Linda Jewell-Carr, principal of Union Elementary School, recently completed the Distinguished Leadership Program (DLP), a year-long leadership development program for practicing school principals designed and provided by the North Carolina Principals and Assistant Principal’s Association (NCPAPA) in partnership with the North Carolina Department of Public Instruction and UNC-LearnNC.
The Distinguished Leadership in Practice Program (DLP) uses a non-traditional professional development model that is aligned to the performance evaluation standards adopted by the State Board of Education for North Carolina’s school leaders.
This unique cohort-based program is designed to limit principals’ time away from their schools by allowing them to attend face-to-face sessions once every other month while accessing on-line assignments, materials and coaching in between face-to-face sessions. Principals engage in a series of authentic activities throughout the year-long experience that are designed to build the capacity of their schools and their own capacity as “Distinguished” school leaders.
Dr. Eric Bracy, Superintendent of Sampson County Schools, praised Carr for her initiative in completing the leadership program.

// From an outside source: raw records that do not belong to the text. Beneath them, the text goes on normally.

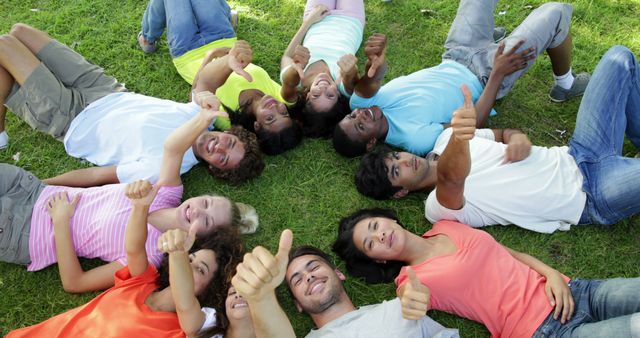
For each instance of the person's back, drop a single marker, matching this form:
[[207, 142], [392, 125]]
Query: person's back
[[541, 193], [382, 320]]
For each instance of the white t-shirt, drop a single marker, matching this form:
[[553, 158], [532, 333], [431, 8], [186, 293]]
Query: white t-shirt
[[128, 130], [542, 193], [382, 320]]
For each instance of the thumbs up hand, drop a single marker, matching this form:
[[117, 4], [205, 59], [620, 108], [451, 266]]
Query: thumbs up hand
[[463, 121], [261, 272], [414, 297]]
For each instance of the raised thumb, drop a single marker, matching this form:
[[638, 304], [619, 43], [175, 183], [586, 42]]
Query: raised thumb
[[286, 240]]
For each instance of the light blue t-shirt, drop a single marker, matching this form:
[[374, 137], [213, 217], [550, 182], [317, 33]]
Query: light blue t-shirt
[[128, 130], [331, 38], [418, 104]]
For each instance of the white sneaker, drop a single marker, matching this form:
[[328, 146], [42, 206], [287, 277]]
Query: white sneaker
[[4, 139]]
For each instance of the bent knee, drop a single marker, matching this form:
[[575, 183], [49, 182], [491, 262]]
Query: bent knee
[[20, 29]]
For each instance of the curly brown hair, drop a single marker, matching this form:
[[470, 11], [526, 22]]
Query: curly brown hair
[[229, 249], [251, 165]]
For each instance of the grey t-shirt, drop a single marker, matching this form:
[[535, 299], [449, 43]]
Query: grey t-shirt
[[382, 320]]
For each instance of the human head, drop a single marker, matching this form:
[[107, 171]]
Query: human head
[[228, 250], [249, 166], [207, 213], [359, 131], [358, 264], [322, 95], [313, 280], [321, 123], [271, 121], [384, 174]]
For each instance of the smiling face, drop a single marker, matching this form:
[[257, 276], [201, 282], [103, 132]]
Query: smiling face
[[363, 124], [236, 306], [204, 266], [315, 285], [409, 171], [379, 238], [323, 93], [221, 150], [204, 213], [271, 115]]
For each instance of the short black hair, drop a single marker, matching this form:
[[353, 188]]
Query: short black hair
[[310, 250], [270, 143], [346, 146], [357, 263], [372, 177], [321, 124]]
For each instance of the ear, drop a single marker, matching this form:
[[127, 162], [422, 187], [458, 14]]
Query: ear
[[371, 143], [401, 193], [341, 276]]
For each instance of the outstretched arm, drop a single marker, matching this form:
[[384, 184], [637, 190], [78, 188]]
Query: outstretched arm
[[375, 68], [503, 65], [177, 243], [455, 162], [141, 193], [214, 74], [183, 137], [74, 278], [318, 13], [256, 279], [86, 177]]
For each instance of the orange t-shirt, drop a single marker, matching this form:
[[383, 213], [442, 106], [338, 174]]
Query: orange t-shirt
[[481, 281], [118, 312]]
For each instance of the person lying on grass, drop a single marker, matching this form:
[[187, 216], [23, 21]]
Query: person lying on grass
[[252, 99], [95, 228], [317, 289], [56, 91], [411, 111], [466, 272], [322, 55], [145, 302], [485, 177]]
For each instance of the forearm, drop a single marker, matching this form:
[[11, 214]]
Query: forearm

“Sampson County Schools is proud that Principal Linda Carr was selected to participate in this year-long leadership program. It is an achievement for her to complete this high-quality professional development. I am confident that Ms. Carr’s experience in this program will benefit the students of her school and all of Sampson County Schools.”
Dr. Shirley Prince, NCPAPA executive director, said the leadership of the school principal is one of most important factors in school quality.
“By completing this very rigorous program, our DLP graduates have demonstrated their commitment to continuous improvement by working to improve their leadership skills as they simultaneously improve their schools,” Prince said. “We are proud to include them in the ranks of successful DLP completers.”
This program is offered in three locations — Wilmington, Raleigh and Charlotte — in order to serve principals in all eight regions of the state.
The NCPAPA, in existence since 1976, is the preeminent organization and state voice for principals, assistant principals and aspiring school leaders. NCPAPA represents more than 5,000 members from across the state and serves as the state’s principal affiliate of the N.C. Association of School Administrators, the National Association of Elementary School Principals and the National Association of Secondary School Principals.